Tuesday, October 30, 2012

Team bootstrap

As some of you may know, recently I changed my employer. I decided to start working for the pretty large american corporation - Pitney Bowes. We specialize in hardware and software solutions for automation and monitoring of postal processes and surroundings (printing, packaging, delivery and so forth).

I'm responsible for setting up and leading engineering team for Java development center emerging here in Poland (Bielsko-Biała). This is the very first Polish team outsourcing the US Pitney Bowes Global Technology Center. This is pretty exciting opportunity as I've been granted much freedom in shaping the form of the team being created here on the Polish site.

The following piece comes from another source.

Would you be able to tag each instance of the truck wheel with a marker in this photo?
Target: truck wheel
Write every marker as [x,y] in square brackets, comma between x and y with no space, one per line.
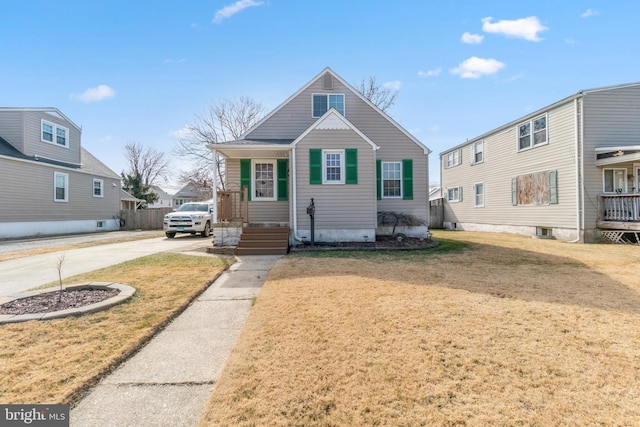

As I'd like to summarize my existing team leading experiences and confront them with the best practices of others, I decided to create this blog tag - team bootstrap. I plan to publish here my thoughts on building the efficient Java team with the strong engineering culture.

BTW If you...

  • are available to work in the office in Bielsko-Biała (Poland)
  • know Java
  • would like to work on the challenging messaging-related project
  • would like to work in the team with engineering culture certified by my humble person
...then you should drop me a line :) .

Thursday, October 18, 2012

Getting unchecked result of Future with Guava

If you like Java Executor Framework as much as I do (and hate checked exceptions as much as I do), then you probably start to swear each time you need to handle all these annoying checked exceptions of Future#get.
Future<MyMessage> response =
  camelProducerTemplate.asyncRequestBody(
    "http://veryslow.com/esb/service",
    "request", MyMessage.class);
...
// Do something else waiting for the HTTP response.
...
try {
  handleResponse(response.get());
} catch (InterruptedException e) {
  throw new RuntimeException(e);
} catch (ExecutionException e) {
  throw new RuntimeException(e);
}
Handling checked exceptions of Future is especially annoying, as Executor Framework is widely used when implementing popular Request-Reply pattern in messaging systems.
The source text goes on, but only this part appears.